Update February 8, 2018
All the work, plus submitting several URLs for indexing, plus doing a trick, caused the crawler to read 1,643 pages on the 5th.
Index coverage stats, however, only go to the 5th, not the day after, so it’s still not possible to know what effect our changes had. Still, the other work in the past seems to have had some effect. The number of excluded pages continues to decline, and indexed pages increases.
I’ve started to track this in a spreadsheet.
Indexed pages increased by 20.
The number of “crawl anomaly” pages dropped by 40. Pages with redirects increased by 24; that means our redirects are working.
The “noindex” tag is causing more pages to be excluded. That’s what we wanted.

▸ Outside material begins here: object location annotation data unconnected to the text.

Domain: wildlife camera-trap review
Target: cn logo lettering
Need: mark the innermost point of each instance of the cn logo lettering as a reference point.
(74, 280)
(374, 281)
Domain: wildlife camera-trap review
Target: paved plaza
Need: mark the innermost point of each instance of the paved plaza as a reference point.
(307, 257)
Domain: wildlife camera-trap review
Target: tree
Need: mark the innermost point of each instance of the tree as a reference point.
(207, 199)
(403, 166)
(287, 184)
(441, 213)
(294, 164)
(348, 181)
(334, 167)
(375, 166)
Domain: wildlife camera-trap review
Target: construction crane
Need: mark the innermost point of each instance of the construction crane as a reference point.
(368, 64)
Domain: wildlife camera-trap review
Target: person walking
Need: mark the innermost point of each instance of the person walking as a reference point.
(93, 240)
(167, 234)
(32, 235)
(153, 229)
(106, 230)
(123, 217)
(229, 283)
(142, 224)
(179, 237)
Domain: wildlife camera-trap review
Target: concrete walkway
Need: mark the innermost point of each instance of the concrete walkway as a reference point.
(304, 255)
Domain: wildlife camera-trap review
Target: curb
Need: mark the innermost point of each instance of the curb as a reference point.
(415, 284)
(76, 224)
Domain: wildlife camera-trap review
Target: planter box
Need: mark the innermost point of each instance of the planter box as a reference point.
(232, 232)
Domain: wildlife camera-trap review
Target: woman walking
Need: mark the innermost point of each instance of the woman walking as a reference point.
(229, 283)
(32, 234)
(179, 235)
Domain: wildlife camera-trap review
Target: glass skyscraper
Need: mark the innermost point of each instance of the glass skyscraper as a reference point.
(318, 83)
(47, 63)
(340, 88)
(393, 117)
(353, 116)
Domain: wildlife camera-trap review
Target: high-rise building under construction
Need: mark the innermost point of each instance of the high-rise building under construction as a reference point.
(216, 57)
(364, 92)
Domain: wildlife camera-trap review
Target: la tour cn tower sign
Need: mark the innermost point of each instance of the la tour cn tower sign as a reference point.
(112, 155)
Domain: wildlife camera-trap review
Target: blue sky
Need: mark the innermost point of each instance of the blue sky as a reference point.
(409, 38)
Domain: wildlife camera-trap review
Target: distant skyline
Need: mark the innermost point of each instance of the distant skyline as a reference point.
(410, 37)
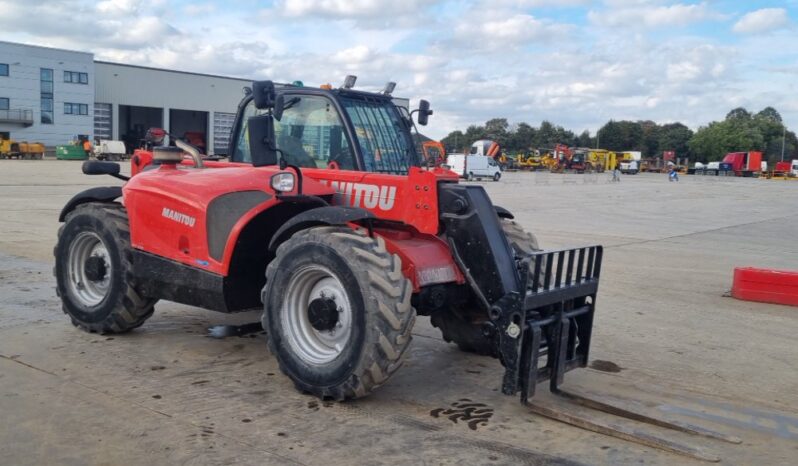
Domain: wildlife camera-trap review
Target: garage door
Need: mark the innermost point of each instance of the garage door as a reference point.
(102, 121)
(222, 127)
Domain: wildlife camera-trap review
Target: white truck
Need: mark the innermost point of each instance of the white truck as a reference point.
(472, 167)
(108, 149)
(630, 168)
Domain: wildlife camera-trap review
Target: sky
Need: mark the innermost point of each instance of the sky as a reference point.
(573, 62)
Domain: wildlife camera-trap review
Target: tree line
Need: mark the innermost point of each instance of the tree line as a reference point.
(740, 131)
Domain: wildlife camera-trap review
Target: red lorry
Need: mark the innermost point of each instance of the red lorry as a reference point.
(744, 163)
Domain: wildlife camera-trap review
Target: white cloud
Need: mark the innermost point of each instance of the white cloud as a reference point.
(762, 21)
(348, 9)
(197, 9)
(507, 32)
(645, 14)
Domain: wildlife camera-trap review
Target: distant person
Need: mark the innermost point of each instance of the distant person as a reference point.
(87, 147)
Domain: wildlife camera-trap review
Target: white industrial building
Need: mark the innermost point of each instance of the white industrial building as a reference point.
(39, 100)
(54, 96)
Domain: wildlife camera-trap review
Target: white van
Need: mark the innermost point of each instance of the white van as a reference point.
(474, 166)
(110, 150)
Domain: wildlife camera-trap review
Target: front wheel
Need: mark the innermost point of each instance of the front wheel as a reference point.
(337, 312)
(94, 271)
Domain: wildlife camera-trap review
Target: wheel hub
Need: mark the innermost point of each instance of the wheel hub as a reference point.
(89, 269)
(316, 315)
(95, 268)
(323, 314)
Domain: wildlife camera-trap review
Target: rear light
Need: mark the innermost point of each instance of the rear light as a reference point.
(283, 182)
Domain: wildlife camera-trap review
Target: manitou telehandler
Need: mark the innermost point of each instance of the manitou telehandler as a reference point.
(326, 220)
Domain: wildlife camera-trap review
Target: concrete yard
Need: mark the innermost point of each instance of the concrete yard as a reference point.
(168, 394)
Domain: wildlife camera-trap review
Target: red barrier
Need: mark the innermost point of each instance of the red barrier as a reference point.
(765, 285)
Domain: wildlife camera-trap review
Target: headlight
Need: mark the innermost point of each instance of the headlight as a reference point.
(283, 182)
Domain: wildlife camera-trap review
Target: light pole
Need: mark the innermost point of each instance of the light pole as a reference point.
(783, 134)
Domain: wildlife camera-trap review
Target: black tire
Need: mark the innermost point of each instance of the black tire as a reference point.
(463, 327)
(122, 308)
(378, 295)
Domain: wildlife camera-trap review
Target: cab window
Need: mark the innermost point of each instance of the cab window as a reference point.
(310, 134)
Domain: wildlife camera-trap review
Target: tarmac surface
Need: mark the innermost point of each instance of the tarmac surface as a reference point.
(666, 341)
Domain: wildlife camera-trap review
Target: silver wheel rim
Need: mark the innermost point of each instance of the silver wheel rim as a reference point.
(311, 345)
(89, 292)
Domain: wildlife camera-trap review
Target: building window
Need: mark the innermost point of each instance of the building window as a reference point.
(76, 78)
(102, 121)
(46, 78)
(222, 127)
(76, 109)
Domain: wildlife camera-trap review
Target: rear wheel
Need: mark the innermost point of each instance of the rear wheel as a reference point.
(94, 271)
(337, 311)
(463, 327)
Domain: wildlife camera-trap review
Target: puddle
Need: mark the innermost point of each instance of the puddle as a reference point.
(605, 366)
(472, 413)
(743, 417)
(223, 331)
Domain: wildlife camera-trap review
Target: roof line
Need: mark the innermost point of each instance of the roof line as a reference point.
(22, 44)
(207, 75)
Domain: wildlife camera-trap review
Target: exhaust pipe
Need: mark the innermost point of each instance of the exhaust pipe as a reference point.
(192, 151)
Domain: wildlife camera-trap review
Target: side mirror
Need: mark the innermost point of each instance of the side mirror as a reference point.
(261, 140)
(263, 94)
(423, 112)
(93, 167)
(279, 105)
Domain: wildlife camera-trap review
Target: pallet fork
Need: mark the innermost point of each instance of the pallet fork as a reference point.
(557, 315)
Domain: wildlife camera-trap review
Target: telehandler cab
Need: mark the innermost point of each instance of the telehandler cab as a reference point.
(326, 219)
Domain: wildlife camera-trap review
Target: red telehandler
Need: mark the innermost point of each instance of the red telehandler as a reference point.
(326, 221)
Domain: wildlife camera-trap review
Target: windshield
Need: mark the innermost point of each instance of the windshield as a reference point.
(383, 137)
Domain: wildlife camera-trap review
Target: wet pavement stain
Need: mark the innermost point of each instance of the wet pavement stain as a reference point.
(605, 366)
(472, 413)
(244, 330)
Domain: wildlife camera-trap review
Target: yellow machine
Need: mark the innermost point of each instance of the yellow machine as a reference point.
(602, 159)
(10, 149)
(529, 160)
(550, 162)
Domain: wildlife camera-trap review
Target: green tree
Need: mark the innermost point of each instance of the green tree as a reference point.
(675, 136)
(738, 113)
(522, 138)
(496, 129)
(584, 139)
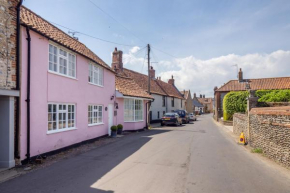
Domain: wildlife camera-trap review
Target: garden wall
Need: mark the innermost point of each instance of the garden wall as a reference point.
(270, 131)
(240, 124)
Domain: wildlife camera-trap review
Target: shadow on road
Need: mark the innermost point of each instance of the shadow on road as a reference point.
(79, 173)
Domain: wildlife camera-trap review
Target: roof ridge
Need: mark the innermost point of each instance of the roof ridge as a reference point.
(85, 49)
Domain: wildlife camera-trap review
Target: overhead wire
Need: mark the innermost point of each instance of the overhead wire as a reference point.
(116, 43)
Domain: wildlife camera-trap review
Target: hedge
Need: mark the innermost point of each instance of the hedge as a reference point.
(234, 102)
(273, 95)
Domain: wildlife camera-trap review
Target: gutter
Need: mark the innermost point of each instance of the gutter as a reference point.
(16, 147)
(28, 93)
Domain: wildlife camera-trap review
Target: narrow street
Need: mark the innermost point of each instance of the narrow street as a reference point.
(199, 157)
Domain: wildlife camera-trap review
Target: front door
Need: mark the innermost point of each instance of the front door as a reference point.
(110, 117)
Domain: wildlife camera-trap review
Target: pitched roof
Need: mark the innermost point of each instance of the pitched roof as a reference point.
(257, 84)
(185, 93)
(128, 87)
(40, 25)
(196, 103)
(142, 81)
(170, 89)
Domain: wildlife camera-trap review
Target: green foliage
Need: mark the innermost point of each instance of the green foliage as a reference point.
(273, 95)
(114, 128)
(234, 102)
(120, 126)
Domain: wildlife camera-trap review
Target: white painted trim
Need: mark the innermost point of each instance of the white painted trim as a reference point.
(67, 58)
(96, 84)
(56, 73)
(60, 130)
(96, 124)
(133, 121)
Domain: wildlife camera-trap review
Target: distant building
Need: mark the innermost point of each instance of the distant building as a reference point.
(188, 101)
(276, 83)
(197, 106)
(207, 103)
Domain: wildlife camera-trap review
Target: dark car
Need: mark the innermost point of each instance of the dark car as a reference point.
(171, 118)
(183, 115)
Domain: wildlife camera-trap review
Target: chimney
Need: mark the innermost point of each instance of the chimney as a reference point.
(171, 81)
(152, 73)
(240, 76)
(117, 60)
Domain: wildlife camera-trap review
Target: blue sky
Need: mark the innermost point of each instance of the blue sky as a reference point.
(212, 34)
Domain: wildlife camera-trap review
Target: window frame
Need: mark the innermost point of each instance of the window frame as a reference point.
(67, 58)
(91, 80)
(134, 110)
(93, 113)
(58, 111)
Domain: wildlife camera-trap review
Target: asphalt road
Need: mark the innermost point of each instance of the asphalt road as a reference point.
(199, 157)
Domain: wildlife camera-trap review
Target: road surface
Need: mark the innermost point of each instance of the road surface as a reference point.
(200, 157)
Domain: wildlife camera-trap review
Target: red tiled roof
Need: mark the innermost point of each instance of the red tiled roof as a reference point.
(40, 25)
(128, 87)
(170, 89)
(184, 93)
(142, 81)
(257, 84)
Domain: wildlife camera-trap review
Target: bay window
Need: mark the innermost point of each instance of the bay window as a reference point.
(61, 117)
(95, 114)
(133, 110)
(62, 61)
(96, 74)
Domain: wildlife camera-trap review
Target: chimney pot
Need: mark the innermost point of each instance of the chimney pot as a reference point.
(117, 60)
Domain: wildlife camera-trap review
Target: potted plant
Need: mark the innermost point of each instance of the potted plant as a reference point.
(114, 131)
(120, 129)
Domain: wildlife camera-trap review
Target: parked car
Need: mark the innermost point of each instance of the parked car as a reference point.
(183, 115)
(192, 117)
(171, 118)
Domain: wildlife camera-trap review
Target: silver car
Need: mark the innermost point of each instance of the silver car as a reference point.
(192, 117)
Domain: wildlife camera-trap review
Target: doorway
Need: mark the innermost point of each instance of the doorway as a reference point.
(110, 118)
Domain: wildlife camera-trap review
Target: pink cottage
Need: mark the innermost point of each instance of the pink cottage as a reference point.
(67, 92)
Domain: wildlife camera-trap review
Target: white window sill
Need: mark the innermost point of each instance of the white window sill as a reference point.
(133, 121)
(56, 73)
(60, 130)
(95, 124)
(96, 84)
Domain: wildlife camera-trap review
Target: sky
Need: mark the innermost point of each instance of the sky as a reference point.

“Crawled, not indexed” means that the pages got read, but haven’t been put into the search index. I think this is like a work queue. I hope the 1600+ pages crawled don’t show up in here.

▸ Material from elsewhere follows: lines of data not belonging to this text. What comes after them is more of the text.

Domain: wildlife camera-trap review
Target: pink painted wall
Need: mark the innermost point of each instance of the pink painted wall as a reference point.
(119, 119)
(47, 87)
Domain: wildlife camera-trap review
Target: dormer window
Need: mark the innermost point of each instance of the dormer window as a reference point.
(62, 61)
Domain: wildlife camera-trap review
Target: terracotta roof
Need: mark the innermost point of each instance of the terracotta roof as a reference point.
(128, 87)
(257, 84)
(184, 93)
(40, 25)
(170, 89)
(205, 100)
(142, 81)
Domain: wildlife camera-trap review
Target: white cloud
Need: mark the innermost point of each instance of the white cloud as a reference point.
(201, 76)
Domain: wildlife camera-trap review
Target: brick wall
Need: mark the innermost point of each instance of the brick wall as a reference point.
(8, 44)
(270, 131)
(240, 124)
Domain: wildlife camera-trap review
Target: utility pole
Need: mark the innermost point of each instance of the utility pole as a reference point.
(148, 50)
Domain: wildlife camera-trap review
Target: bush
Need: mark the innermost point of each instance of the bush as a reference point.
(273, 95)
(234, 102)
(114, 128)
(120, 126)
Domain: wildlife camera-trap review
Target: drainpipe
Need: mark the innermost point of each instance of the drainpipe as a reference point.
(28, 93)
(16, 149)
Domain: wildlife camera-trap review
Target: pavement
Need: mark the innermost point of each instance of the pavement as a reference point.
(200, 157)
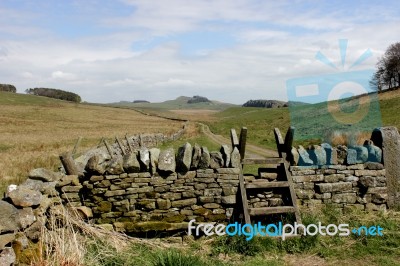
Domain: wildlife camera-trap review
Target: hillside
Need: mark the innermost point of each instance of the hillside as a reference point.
(34, 130)
(261, 121)
(265, 103)
(181, 102)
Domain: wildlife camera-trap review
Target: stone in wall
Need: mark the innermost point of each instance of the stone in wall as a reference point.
(318, 155)
(131, 163)
(304, 158)
(184, 158)
(216, 160)
(166, 161)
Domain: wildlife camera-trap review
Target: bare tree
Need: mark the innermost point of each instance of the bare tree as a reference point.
(387, 75)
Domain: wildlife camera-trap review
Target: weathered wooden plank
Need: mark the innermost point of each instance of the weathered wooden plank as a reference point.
(108, 148)
(101, 142)
(267, 184)
(243, 195)
(271, 160)
(285, 165)
(270, 210)
(289, 139)
(279, 141)
(242, 142)
(77, 144)
(234, 139)
(121, 146)
(128, 143)
(269, 175)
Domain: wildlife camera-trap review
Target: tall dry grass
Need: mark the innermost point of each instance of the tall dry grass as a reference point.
(341, 138)
(33, 135)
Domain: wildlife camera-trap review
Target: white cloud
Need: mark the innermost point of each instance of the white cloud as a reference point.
(275, 43)
(63, 75)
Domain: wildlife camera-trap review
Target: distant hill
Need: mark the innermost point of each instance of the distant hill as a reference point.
(182, 102)
(198, 99)
(265, 103)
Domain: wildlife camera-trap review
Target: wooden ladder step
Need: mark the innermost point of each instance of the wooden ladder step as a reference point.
(247, 161)
(266, 184)
(271, 210)
(268, 175)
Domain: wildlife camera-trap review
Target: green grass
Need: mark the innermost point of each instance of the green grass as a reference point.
(260, 122)
(7, 98)
(198, 138)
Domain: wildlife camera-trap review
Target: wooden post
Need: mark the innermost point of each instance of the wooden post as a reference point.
(140, 140)
(100, 142)
(69, 164)
(289, 139)
(120, 146)
(127, 143)
(77, 144)
(242, 142)
(108, 148)
(288, 143)
(279, 141)
(234, 139)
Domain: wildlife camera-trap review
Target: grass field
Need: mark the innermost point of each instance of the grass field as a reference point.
(261, 122)
(35, 130)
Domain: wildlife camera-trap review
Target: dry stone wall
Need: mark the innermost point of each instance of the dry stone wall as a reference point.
(350, 177)
(149, 189)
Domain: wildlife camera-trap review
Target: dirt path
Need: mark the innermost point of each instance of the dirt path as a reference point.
(252, 151)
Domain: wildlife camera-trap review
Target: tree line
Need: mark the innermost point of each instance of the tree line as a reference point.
(55, 93)
(387, 75)
(8, 88)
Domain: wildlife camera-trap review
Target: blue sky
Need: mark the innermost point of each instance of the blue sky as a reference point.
(232, 51)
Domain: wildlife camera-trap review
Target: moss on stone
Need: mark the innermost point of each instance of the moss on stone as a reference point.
(152, 226)
(175, 218)
(202, 211)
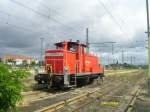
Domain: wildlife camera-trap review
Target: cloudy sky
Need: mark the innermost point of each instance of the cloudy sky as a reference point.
(24, 22)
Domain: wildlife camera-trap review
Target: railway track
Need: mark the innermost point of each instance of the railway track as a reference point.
(110, 84)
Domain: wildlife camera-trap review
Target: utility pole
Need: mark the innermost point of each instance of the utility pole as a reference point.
(112, 48)
(147, 9)
(122, 57)
(41, 58)
(87, 39)
(131, 60)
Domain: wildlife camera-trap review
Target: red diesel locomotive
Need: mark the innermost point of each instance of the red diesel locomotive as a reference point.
(69, 65)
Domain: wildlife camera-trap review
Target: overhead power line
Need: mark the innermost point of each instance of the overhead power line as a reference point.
(111, 15)
(41, 14)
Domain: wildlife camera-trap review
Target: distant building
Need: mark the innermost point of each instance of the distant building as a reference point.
(17, 60)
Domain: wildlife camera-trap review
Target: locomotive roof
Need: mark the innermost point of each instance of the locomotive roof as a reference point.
(73, 43)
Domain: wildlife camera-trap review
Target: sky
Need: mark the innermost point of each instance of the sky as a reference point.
(24, 22)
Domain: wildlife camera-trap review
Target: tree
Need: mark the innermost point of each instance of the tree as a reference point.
(10, 87)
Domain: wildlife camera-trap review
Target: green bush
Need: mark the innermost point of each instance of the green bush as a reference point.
(10, 87)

I want those pages to cause the “redirect” count to increase. I’m hoping 404s decline, as well.
Clicks seem to be improving, but I really cannot tell. They have always been pretty low.
Trick to Boost the Crawl
In the Search Console, you can request to reindex a page, and then crawl all the links from that page.

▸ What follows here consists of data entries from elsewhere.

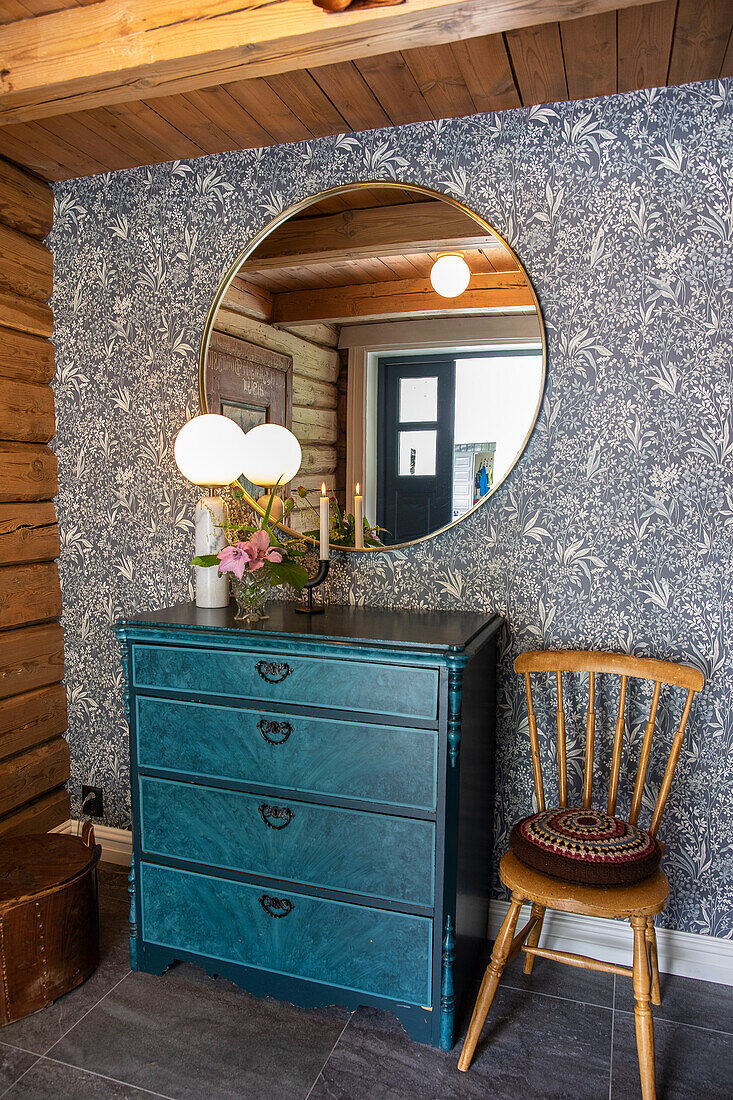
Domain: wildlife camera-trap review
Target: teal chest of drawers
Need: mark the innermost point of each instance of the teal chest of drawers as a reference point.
(313, 803)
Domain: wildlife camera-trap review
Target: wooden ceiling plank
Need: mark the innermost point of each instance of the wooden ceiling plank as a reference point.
(186, 117)
(374, 231)
(701, 35)
(439, 78)
(374, 300)
(90, 144)
(726, 67)
(230, 117)
(394, 87)
(590, 54)
(11, 11)
(485, 67)
(266, 108)
(25, 204)
(308, 103)
(19, 151)
(155, 129)
(645, 37)
(536, 55)
(121, 50)
(124, 134)
(48, 145)
(345, 86)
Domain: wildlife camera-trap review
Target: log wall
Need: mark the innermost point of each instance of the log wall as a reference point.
(315, 385)
(34, 759)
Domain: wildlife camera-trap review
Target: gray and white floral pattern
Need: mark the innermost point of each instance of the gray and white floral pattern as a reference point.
(615, 528)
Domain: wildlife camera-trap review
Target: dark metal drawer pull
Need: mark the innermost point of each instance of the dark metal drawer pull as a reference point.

What I did was create a page called the Page of Doom, and put all the links I wanted to “kill” in there. It totaled around 1000 links, from the “crawl anomaly” report.
These were links that now had a 301 redirect, or returned a 420, or some other status code other than 404. Some 301 redirects went to the matching page. Most went to the home page. A few went to another website. Some URLs didn’t have anywhere to go, and returned a “Gone” status code.
I downloaded the URLs from the “crawl anomaly” report, and then did some string concatenation with the spreadsheet, to produce a list of HTML links.
The code was copied into the page, and then the page was submitted to Google. Google then went into it. I’m not sure why it crawled an additional 600 pages, but that’s a nice bonus.